Nocek spojrzał na nią ponownie znużonym wzrokiem i odszedł. Zdumiona tym, że odbyło się bez bójki miała ochotę rozpłakać się ze szczęścia. Po jej policzku spłynęła pojedyncza łezka, spowodowana tym razem radością. Chciała przeturlać się prosto do mamy, jednak na jej trasie stanął jakiś kształt. Zanim zdążyła się połapać że tym kształtem jest Berberysowa Bryza, już na niej wylądowała. Odskoczyła od łapki kotki i szybko zorientowała się że powinna się przywitać, jednak Berberyska zrobiła to pierwsza.
― Hej, Malutka. Nic ci nie jest? ― Zapytała miłym tonem wojowniczka, uśmiechając się.
Na jej pytanie zrobiło się jej tak miło, że chciała się rozpłakać. Ktoś się o nią troszczy! Musze się dobrze zaprezentować, pomyślała.

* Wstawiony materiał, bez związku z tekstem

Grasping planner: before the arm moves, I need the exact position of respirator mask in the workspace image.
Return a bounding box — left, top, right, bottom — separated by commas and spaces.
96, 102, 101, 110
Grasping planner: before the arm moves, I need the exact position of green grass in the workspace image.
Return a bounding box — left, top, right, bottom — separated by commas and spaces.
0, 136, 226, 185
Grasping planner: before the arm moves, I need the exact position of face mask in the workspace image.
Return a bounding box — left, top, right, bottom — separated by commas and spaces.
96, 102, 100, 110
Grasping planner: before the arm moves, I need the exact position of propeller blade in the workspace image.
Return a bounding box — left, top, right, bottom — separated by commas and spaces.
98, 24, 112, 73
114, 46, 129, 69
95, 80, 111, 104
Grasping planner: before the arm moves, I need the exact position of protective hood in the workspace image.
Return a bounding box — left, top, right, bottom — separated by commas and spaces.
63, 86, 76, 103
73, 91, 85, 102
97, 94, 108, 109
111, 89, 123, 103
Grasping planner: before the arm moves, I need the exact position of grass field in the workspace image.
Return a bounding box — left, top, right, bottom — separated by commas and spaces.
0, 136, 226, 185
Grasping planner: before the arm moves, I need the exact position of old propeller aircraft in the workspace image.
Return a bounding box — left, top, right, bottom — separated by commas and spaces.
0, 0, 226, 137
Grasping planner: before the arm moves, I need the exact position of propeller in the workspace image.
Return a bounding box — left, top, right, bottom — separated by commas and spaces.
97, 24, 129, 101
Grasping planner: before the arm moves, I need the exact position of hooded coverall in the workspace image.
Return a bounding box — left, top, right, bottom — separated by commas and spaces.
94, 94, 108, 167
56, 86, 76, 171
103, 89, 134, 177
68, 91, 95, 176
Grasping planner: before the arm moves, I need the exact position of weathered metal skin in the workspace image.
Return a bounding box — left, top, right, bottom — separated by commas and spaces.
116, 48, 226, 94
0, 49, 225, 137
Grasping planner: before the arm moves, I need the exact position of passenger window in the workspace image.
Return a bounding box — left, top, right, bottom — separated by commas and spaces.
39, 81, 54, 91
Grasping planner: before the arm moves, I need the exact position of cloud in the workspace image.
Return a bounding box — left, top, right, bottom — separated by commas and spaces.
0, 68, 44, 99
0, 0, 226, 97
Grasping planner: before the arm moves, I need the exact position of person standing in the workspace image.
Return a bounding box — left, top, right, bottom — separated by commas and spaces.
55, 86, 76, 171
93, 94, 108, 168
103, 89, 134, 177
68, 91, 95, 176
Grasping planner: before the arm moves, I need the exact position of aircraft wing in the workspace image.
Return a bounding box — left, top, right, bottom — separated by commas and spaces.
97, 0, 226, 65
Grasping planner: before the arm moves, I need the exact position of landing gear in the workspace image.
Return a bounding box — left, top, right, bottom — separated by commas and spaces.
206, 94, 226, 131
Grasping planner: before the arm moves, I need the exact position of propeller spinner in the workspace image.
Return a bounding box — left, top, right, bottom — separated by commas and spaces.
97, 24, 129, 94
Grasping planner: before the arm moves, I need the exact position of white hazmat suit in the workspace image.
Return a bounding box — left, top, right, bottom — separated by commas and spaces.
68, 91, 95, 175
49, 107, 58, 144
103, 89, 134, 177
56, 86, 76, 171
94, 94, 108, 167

― Nie. ― Odparła dumnie. Nie mogła ukazać słabości, chociaż trochę bolała ją głowa
― A ty kim jesteś? ― Zapytała po chwili, starając się ujarzmić nadmierną ciekawość.
Jednak przyglądała się kotce z uwagą. Dużo większa kotka przedstawiła swoją osobę, a gdy Żmijka już szykowała się do odejścia o kilka kroczków, w jej uszach znów rozległ się głos kotki.
― A ty jak masz na imię? ― Wzięła wdech, szykując się do odpowiedzi.
― Żmija! Lisia Gwiazda mnie tak nazwał! ― Odparła i wypiela pierś.
To że lider ją nazwał było prawdziwym powodem do dumy, przecież nie każdy mógł tego doświadczyć. Berberyska na chwilkę się zawahała i mała nie potrafiła odczytać wyrazu jej pyska. Z tyłu poruszyła się Cyprys, a na jej widok Żmija nieco się skuliła. Zazdrość.
Uczucie, którego się nie pozbędzie.
Nigdy.
Przenigdy.
Uczucie, które tak bardzo ją przybijało.
Strząsnęła głową, nie może się zamartwiać przy gościach! W między czasie do żłobka wpadło zimne powietrze i można było usłyszeć głośne świstanie wiatru, oraz syk jakiegoś wojownika. Chwiejnie nóżki kotki prawie nie wytrzymały a ona desperacko rzuciła się w stronę Berberysowej Bryzy, która była najbliższym ciepłym obiektem. Normalnie przytuliła by się do mamy, ale to zajęłoby więcej czasu.
― Zimno ci, tak? ― Zapytała przyjaznym głosem kotka.
Żmija uniosła pysk, zwracając uwagę na uśmiech i mierzwione przez wiatr futro wojowniczki.
― No, tak ― Odpowiedziała cicho.
Okazała słabość i nie czuła się z tym dobrze, jednak w tym momencie potrzeba ciepła była najważniejsza.